My great friend Jim Gardner posted this on his blog a few days ago. Its very Bonhoefferesque. It reminds of the call of our Savior to follow him when he’s purposefully walking the path to Jerusalem and his horrible death. Deny yourself. Pick up your cross. Get in line behind me and follow me. It’s from a lecture given by Timothy Dolan, the recently appointed archbishop of New York.
“Maybe the greatest threat to the Church is not heresy, not dissent, not secularism, not even moral relativism, but this sanitized, feel-good, boutique, therapeutic spirituality that makes no demands, calls for no sacrifice, asks for no conversion, entails not battle against sin, but only soothes and affirms.” (“Church News,” Times-Dispatch, Richmond, VA, 2-25-09, A-10)
I wonder sometimes about the call of our Christ and whether or not that call is reflected by the practice in and of our churches. I worry sometimes that we’re not really calling our people to much more than showing up regularly for a spiritually-uplifting worship service, guaranteed to contain all the elements they enjoy in just the right order they expect.
Are we, like Christ and the Apostles, calling our people to grow? To change? To be continually converted? Are we calling our people to sacrifice? To give everything up for the sake of others? For the cross? Are we calling our people to faithfully eradicate sin? In our own lives? In our neighborhoods? To wipe out the sin in our churches?
Are we guilty of allowing a culture to develop in our churches in which, if things don’t go our way, we complain to the proper persons until we’re promised “I’ll look into that” or “Let me take care of that.”? Have we created, or at least fostered, a church culture that insists on our “rights,” within the congregational family and the broader community?

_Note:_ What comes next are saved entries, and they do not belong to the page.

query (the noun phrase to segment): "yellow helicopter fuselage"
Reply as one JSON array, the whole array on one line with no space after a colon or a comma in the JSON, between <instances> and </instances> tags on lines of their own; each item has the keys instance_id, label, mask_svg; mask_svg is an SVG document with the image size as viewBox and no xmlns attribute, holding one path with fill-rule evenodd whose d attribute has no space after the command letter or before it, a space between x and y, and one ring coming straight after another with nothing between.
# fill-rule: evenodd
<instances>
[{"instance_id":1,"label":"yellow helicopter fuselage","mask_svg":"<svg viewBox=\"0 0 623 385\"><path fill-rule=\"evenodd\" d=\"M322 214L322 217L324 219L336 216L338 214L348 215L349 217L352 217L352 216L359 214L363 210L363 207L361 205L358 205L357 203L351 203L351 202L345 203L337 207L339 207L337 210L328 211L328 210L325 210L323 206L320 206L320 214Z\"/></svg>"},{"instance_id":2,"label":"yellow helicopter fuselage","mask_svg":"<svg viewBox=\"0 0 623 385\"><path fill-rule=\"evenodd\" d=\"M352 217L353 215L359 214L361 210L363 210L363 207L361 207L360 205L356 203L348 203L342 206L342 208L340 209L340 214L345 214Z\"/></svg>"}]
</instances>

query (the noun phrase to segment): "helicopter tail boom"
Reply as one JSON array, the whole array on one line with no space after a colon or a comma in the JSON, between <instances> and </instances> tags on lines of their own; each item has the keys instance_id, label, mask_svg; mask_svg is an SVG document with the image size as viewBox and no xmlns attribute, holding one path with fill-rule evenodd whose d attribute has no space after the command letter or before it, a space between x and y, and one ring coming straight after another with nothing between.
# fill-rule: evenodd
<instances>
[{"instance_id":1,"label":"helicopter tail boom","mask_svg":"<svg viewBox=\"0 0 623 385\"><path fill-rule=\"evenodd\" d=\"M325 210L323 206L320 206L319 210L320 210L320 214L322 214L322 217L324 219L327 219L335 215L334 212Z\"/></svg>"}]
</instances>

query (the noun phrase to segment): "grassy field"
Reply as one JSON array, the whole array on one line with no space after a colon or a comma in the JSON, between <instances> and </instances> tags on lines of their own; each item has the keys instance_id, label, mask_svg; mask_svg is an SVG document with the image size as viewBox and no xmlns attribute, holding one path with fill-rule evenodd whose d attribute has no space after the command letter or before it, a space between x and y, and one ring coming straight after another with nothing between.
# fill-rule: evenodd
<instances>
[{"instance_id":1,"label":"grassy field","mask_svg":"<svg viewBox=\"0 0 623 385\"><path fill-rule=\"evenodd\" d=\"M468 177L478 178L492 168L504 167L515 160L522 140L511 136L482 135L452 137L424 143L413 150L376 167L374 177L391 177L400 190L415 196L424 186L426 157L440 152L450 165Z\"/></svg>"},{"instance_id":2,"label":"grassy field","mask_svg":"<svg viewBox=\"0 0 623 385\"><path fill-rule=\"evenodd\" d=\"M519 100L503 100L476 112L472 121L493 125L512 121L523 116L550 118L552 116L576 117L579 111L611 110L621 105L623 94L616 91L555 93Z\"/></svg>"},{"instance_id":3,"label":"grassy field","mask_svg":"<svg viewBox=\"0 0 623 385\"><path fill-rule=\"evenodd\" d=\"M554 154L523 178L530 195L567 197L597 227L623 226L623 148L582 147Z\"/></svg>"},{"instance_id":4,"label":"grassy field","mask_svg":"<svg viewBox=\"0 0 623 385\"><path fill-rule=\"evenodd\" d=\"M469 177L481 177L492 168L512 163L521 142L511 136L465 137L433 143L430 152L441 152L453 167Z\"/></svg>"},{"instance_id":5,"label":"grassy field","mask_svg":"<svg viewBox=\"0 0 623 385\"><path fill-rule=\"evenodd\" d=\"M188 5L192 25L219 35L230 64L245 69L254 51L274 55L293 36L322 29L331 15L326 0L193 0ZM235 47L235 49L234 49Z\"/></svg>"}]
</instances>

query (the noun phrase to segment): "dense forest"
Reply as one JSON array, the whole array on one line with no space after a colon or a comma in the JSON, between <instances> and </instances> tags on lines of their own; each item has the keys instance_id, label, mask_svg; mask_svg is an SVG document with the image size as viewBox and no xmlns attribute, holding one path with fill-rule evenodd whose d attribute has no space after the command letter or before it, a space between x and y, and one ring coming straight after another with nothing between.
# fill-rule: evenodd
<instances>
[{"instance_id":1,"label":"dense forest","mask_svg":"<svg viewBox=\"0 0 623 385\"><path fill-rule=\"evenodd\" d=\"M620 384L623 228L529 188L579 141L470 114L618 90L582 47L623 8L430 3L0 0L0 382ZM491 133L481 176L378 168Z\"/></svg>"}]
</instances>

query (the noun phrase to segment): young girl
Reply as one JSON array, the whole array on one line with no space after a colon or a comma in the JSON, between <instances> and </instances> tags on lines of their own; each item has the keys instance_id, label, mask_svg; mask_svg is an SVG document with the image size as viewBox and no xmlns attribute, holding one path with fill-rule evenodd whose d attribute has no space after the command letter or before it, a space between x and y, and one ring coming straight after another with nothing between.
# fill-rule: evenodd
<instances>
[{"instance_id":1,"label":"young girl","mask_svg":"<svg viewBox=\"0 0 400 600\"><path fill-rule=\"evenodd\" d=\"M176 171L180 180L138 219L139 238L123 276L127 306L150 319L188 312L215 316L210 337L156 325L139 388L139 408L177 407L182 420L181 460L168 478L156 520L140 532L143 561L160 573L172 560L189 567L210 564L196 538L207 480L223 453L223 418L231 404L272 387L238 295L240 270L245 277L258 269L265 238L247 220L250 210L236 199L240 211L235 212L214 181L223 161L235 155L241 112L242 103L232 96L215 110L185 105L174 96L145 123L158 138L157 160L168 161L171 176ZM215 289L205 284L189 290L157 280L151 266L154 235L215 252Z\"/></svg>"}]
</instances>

Our Lord calls us to die. To give away our lives for his sake. To be last.
Jesus bends over backward to make very clear he’s calling us OUT of our comfort zones, not to them.
I’m re-reading a great little work on the Lord’s Supper by Markus Barth, Rediscovering the Lord’s Supper. And right in the middle of this book he tackles this difficult call. Barth claims — my paraphrase — the Church of Christ ought to reflect the Christ of the Church.
“…Christ became weak, poor, despised, a scandal, and a foolishness to human reason, experience, and social standards, in order to come to those who are weak, poor, despised, who are considered scandalous or foolish, and who are treated as social outcasts. He came to them to be with them and to redeem them….As foolish, scandalous, and outcast as Christ is in relation to the world, so should Christ’s congregation be within the city.”
What changed? When and how did fitting in and looking good and being seen as successful in the eyes of the community become so important?
Wait. I’m on a new topic. Sorry.
The call to die. That’s the thought. Now, how do we do that as a church? Within our congregations and in our communities, how do we follow our Savior and die?